You can go there online or in person, take out a free DVD or an e-reader. It’s a place where authors give talks—some live, some by Skype.
And, since it’s a library, you can also take out a book.
When thirty librarians met at the Houston library last week, these were a a few of the newer offerings they talked about.
Libraries across the country are quickly adapting to a post-Internet world.
“We’re really trying to promote libraries as a community place,” said Toni McKilligan, Houston’s chief librarian. “It’s not just about books anymore—we do all kinds of things.”
The fall meeting of the North Coast Library Federation gave librarians a chance to share ideas for new programs and services. The NCLF includes all public libraries from Houston to Prince Rupert, as well as the Stewart library and the libraries of Northwest Community College. Anyone with a Houston library card can borrow materials from across the NCLF.
One of the speakers at Houston conference introduced a program that was a big hit in Terrace.
Walk around Terrace these days and you might bump into parents or kids wearing an “I slept over at the Terrace Library” T-shirt.
Jessica Dafoe, who runs the sleepover program, said families arrive after the library closes and have dinner together. They make seasonal crafts and play a variety of games.
Some of the games are pitched to book lovers—like a family Jeopardy game based on popular books. But other games get sporty. Last winter, Terrace held a “winter relay” where kids packed on as many winter clothes as they could and raced through the library stacks.
“Around 10:30, families pair up together and find a place to sleep in the library,” said Dafoe. “Everyone cozies down with their books and their lights.”
“It’s a really fun community thing to do,” she said.
The Houston library is looking forward to sleepovers, said Toni McKilligan. They are also planning a first-ever live music coffee house in November and the library’s first virtual author tour. A Vancouver Island author will speak via Skype to readers in all the North Coast libraries this November.
“That’s one of the most awesome things about library land,” McKilligan said. “People are more than happy to share their ideas.”
Asked where she thinks libraries are headed, McKilligan said she expects that sometime soon, they will go digital.
“Print’s not going to go away right away, but you’re going to see the print collections shrinking and the digital collections growing,” she said, adding that libraries have a lot more buying power with online materials.
“There are already libraries with not a single book in them,” she said.
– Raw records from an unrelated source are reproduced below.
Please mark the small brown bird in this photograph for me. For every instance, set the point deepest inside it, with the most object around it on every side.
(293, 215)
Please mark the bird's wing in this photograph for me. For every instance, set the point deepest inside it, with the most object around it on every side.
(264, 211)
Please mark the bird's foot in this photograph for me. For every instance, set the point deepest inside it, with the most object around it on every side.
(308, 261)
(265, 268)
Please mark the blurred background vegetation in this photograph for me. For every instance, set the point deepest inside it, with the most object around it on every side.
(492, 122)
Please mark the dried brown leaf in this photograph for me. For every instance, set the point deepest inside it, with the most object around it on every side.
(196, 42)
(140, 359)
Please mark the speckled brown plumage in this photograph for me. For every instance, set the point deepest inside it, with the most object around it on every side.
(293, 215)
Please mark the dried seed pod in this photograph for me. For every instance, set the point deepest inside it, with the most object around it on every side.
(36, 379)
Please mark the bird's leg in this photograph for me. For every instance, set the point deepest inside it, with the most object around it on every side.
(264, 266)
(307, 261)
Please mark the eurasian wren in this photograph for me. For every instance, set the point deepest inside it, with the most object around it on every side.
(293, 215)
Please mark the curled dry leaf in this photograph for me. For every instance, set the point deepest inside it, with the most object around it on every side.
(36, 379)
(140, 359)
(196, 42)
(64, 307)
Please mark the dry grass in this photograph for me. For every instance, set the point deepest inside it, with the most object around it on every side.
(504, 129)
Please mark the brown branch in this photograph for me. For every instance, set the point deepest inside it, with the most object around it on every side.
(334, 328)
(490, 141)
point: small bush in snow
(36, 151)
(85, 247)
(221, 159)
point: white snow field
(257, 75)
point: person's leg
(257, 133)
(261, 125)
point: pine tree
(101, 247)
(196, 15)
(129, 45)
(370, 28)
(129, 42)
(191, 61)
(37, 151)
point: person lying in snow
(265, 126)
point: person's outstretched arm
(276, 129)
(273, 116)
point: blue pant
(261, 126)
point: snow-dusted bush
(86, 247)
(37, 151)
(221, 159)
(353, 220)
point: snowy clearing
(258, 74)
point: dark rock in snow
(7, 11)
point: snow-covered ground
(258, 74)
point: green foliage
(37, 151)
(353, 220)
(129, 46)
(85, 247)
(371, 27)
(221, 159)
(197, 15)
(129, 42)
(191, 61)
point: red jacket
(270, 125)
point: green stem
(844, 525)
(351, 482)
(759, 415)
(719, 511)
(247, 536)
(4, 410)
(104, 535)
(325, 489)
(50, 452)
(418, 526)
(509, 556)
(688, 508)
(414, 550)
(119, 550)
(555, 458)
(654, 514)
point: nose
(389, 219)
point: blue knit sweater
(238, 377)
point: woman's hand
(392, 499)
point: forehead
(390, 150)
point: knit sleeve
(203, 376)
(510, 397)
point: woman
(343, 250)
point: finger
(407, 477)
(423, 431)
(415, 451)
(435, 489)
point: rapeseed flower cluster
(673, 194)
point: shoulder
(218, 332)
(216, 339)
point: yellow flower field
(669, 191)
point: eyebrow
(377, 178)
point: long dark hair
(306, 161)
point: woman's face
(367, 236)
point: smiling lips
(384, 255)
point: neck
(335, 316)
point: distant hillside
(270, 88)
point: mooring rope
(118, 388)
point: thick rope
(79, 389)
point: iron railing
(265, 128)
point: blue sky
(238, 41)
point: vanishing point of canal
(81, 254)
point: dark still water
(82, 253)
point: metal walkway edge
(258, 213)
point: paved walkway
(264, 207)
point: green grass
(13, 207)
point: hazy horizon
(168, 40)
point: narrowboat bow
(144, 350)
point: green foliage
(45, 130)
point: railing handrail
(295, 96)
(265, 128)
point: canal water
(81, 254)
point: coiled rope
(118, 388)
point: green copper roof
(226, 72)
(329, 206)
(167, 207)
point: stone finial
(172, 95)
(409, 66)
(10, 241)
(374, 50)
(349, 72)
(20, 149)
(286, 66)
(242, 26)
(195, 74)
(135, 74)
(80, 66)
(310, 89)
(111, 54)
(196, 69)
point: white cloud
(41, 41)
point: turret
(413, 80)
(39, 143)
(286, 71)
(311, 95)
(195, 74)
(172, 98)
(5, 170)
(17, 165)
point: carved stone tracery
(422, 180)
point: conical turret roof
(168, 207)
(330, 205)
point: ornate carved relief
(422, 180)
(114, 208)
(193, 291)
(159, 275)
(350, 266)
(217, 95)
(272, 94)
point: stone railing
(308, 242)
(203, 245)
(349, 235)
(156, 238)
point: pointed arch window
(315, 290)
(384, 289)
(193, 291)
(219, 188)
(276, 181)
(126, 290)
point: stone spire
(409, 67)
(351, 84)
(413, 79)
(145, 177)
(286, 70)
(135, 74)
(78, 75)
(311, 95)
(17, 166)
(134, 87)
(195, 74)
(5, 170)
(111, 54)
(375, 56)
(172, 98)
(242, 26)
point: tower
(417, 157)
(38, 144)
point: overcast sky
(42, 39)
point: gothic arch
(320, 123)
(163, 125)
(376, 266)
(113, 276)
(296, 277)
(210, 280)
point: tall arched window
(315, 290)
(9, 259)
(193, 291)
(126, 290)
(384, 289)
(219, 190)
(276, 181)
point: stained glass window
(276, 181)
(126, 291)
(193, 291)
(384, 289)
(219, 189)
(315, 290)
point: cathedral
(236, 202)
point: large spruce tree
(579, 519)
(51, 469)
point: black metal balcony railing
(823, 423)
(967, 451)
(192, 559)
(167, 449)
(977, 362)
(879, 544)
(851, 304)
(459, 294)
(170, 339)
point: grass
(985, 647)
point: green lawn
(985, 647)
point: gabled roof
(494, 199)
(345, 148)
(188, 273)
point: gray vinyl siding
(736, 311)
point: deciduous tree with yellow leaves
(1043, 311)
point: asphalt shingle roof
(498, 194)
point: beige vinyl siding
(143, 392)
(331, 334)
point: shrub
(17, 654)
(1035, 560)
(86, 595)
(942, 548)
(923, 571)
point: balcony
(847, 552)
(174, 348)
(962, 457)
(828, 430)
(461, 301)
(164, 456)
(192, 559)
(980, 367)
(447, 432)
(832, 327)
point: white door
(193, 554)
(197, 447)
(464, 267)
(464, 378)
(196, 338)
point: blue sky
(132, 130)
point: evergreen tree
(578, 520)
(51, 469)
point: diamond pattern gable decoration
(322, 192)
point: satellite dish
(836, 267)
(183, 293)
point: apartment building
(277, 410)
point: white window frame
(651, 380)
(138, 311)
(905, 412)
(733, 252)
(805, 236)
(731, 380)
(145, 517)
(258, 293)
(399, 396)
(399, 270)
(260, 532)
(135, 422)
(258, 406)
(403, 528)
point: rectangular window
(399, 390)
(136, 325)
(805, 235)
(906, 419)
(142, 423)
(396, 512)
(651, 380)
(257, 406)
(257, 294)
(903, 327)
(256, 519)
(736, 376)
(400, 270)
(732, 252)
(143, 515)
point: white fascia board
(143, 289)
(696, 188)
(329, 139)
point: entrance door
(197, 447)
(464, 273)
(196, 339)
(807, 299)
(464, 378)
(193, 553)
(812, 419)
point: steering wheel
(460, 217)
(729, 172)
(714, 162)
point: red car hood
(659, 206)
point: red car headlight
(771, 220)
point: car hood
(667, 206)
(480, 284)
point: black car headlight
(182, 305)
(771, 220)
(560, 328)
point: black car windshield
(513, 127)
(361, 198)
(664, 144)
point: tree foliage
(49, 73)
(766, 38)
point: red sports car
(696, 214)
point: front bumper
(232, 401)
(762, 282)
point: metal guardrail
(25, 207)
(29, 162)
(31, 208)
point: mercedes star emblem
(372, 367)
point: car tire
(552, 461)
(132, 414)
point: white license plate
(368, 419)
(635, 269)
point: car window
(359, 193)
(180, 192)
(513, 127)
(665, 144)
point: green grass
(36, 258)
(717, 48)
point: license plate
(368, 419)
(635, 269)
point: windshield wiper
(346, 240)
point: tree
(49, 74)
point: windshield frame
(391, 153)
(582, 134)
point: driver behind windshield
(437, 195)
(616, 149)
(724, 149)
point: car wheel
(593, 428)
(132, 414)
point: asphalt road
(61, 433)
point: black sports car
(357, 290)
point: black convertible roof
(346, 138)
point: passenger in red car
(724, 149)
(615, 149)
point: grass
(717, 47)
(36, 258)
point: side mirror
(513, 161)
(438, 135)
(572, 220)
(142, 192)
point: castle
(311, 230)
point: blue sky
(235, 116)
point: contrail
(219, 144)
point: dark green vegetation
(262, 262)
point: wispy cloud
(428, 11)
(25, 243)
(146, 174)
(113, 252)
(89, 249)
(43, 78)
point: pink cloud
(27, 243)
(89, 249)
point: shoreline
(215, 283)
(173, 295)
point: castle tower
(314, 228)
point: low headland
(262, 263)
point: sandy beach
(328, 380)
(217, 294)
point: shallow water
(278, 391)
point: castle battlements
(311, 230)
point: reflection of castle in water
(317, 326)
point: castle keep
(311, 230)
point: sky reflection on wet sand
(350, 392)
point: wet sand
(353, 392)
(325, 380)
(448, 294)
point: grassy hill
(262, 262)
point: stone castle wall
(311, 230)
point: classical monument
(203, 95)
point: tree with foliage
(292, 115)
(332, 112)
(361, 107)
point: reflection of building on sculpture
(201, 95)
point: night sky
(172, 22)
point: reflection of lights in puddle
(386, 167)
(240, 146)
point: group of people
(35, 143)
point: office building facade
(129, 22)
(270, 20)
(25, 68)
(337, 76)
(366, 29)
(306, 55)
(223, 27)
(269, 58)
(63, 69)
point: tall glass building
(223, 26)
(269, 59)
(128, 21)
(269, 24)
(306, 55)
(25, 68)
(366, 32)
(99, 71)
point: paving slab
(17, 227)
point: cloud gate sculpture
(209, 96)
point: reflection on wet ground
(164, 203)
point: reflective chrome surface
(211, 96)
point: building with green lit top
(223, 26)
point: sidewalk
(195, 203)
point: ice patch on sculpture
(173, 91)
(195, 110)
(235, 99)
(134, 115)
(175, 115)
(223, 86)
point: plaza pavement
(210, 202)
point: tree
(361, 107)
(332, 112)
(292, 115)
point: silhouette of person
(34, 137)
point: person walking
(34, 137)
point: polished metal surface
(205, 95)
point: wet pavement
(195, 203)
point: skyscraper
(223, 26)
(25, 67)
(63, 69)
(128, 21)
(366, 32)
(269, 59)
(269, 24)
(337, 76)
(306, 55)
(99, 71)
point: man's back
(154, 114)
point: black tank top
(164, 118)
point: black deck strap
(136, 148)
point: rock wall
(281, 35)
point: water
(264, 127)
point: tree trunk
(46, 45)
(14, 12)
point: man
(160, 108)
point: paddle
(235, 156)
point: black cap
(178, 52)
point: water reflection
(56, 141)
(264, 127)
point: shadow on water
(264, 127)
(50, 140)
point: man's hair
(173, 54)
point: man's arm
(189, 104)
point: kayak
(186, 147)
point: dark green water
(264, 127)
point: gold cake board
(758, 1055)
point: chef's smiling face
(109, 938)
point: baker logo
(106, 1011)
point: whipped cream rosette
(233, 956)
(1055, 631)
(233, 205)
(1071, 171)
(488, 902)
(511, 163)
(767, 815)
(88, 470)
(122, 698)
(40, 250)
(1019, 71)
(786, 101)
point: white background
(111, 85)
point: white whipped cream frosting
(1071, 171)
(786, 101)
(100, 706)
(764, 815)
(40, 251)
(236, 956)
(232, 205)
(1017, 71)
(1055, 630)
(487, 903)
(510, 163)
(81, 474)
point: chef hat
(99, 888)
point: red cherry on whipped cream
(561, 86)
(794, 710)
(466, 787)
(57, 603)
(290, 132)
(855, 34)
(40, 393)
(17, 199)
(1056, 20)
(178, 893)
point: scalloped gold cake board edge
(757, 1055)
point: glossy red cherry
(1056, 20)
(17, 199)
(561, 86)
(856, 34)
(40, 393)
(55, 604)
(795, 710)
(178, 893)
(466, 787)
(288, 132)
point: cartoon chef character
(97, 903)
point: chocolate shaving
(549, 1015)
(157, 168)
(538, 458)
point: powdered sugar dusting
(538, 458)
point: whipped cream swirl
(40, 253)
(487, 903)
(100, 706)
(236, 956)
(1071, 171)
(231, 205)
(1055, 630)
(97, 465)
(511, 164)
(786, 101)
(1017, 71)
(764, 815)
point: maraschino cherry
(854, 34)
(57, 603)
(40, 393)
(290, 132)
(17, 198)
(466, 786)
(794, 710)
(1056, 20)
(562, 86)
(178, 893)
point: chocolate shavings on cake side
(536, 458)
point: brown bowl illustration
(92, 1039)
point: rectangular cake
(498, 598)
One Canadian university library holds its entire collection online.
And at the Houston library, members can already sign on to B.C.’s Library To Go service—an online collection of online audio and e-books.
More Houston members have signed on to Library to Go since March, said McKilligan. That’s when the Houston library brought four Kobo e-readers into its collection.
Even for old-school readers who like a physical book, the library has new things to offer, like its growing collection of book club sets.
The library has 28 sets this year, and will have 48 sets by 2012.
“It’s really a cool idea because typically book clubs have to read older books,” McKilligan said. “But this way we can get current books.”
“It’s a fledging program, but it’s taking off,” she said.